Organisms Used in Solid State Fermentation (SSF)

  • The microbiological components of SSF can occur as single pure cultures, mixed identifiable cultures or totally mixed indigenous microorganisms.
  • Some SSF processes e.g., tempeh and ontjom production, requires selective growth of organisms such as molds that need low moisture levels to carry out fermentation with the help of extracellular enzymes secreted by fermenting microorganisms.
  • However, bacteria and yeasts, which require higher moisture content for efficient fermentation, can also be used for SSF, but with a lower yield.

Steps in Solid State Fermentation (SSF)

Schematic of solid state fermenter for conversion of lignocellulosic biomass to enzymes.

Figure: Schematic of solid state fermenter for conversion of lignocellulosic biomass to enzymes. Source: Amit K. Jaiswal.

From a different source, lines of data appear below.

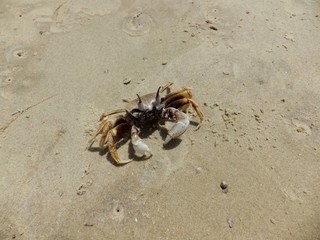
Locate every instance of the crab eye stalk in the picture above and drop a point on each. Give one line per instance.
(158, 98)
(140, 104)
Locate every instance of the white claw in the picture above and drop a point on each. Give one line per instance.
(179, 127)
(139, 146)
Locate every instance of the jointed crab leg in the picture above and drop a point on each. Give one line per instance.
(111, 145)
(104, 129)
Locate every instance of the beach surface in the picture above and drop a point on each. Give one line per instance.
(251, 171)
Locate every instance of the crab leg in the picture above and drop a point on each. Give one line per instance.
(138, 145)
(111, 146)
(104, 129)
(181, 125)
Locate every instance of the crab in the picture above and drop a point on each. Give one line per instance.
(139, 113)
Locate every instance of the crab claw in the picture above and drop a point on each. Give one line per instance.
(138, 145)
(181, 125)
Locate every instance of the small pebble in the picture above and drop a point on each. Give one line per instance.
(126, 81)
(199, 170)
(230, 222)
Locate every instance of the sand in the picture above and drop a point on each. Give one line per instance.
(254, 70)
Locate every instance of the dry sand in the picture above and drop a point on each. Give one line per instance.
(254, 69)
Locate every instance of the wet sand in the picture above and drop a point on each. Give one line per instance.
(254, 70)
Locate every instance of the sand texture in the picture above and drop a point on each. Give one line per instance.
(252, 170)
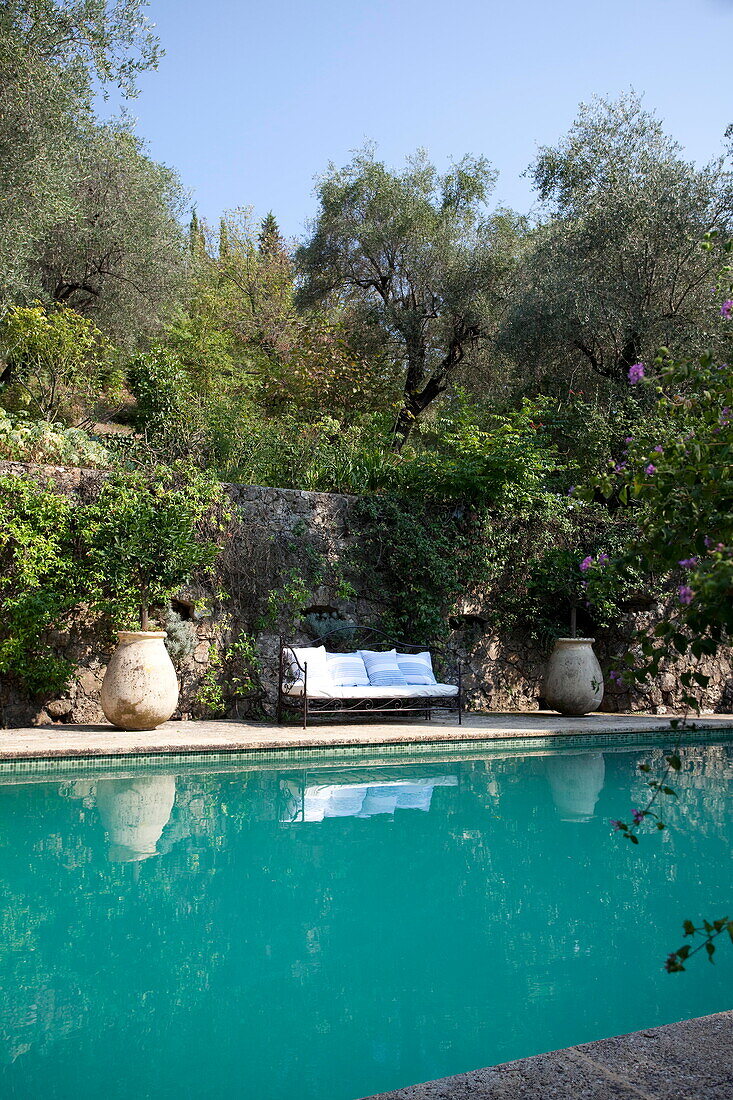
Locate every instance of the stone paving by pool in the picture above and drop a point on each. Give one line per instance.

SSF is normally multistep processes involving the following steps:

1. Pre-treatment of substrate raw materials either by mechanical, chemical or biochemical processing to enhance the availability of the bound nutrients and also to reduce the size of the components, e.g., pulverizing straw and shredding vegetable materials to optimize the physical aspects of the process. However, the cost of pre-treatment must be balanced with the eventual product value.

2. Hydrolysis of primarily polymeric substrates, e.g., polysaccharides and proteins.

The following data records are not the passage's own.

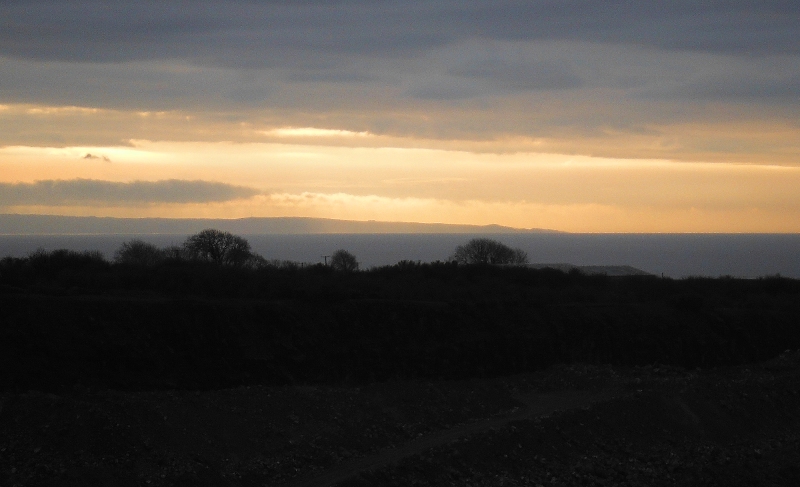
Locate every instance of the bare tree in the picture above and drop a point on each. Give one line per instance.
(139, 253)
(342, 260)
(218, 247)
(488, 251)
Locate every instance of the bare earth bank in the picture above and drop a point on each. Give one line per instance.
(568, 425)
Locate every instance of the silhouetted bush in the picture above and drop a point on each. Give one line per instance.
(344, 261)
(488, 251)
(139, 253)
(194, 323)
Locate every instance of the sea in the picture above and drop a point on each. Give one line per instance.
(670, 255)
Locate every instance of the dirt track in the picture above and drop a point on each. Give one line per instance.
(536, 405)
(569, 425)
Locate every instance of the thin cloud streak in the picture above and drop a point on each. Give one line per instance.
(109, 193)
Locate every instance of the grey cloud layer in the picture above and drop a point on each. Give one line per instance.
(97, 192)
(436, 69)
(290, 33)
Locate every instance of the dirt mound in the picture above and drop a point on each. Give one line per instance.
(568, 425)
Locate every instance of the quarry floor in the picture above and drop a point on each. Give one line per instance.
(567, 425)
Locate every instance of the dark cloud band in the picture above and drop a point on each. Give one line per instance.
(95, 192)
(307, 33)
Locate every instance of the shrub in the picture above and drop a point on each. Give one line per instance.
(488, 251)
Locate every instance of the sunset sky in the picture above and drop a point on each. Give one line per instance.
(581, 116)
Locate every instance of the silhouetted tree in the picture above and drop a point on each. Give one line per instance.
(218, 247)
(139, 253)
(342, 260)
(488, 251)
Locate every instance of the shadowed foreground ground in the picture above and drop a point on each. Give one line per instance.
(567, 425)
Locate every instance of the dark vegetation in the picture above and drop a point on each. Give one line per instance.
(211, 314)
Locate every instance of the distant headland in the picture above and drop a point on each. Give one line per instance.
(13, 224)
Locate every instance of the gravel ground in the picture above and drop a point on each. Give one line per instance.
(568, 425)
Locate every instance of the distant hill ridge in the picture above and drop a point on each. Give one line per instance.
(13, 224)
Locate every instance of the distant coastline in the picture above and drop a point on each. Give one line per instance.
(15, 224)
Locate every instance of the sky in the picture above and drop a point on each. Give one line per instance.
(572, 115)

3. Utilization (fermentation) of hydrolysis products.

4. Separation and purification of end products.

  • The low moisture content of SSF enables a smaller reactor volume per substrate mass than LSF and also simplifies product recovery.
  • However, serious problems arise with respect to mixing, heat exchange, oxygen transfer, moisture control and gradients of pH, nutrient and product as a consequence of the heterogeneity of the culture.
  • The latter characteristic of SSF renders the measurement and control of the above-mentioned parameters difficult, laborious and often inaccurate, thereby limiting the industrial potential of this technology. Due to these problems, the micro-organisms that have been selected for SSF are more tolerant to a wide range of cultivation conditions.

Applications of Solid State Fermentation (SSF)

  • Solid-state fermentation has emerged as a potential technology for the production of microbial products such as feed, fuel, food, industrial chemicals, and pharmaceutical products.
  • It is widely applied to producing several enzymes, organic acids, flavoring compounds etc., which must be extracted and purified and then used in different products.
  • Its application in bioprocesses such as bioleaching, bio-beneficiation, bioremediation, bio-pulping, etc. has offered several advantages.

Advantages of Solid State Fermentation (SSF)

  • The main advantage of such methods is that it produces a minimum amount of waste and liquid effluent thus not very damaging to the environment.
  • Solid substrate fermentation employs simple natural solids as the media.
  • Low technology, low energy expenditure and requires less capital investment.
  • No need for sterilization, less microbial contamination, and easy downstream processing.
  • Utilization of agro-industrial residues as substrates in SSF processes provides an alternative avenue and value-addition to these otherwise under- or non-utilized residues. 
  • The yield of the products is reasonably high.
  • Bioreactor design, aeration process, and effluent treatment are quite simple.
  • Many domestic, industrial and agricultural wastes can be fruitfully used in SSF.

Limitations of Solid State Fermentation (SSF)

  • The microorganisms that tolerate only low moisture content can be used.
  • Precise monitoring of SSF (e.g., O2 and CO2 levels, moisture content) is not possible.
  • The organisms grow slowly and consequently, there is a limitation in product formation.
  • Heat production creates problems, and it is very difficult to regulate the growth environment.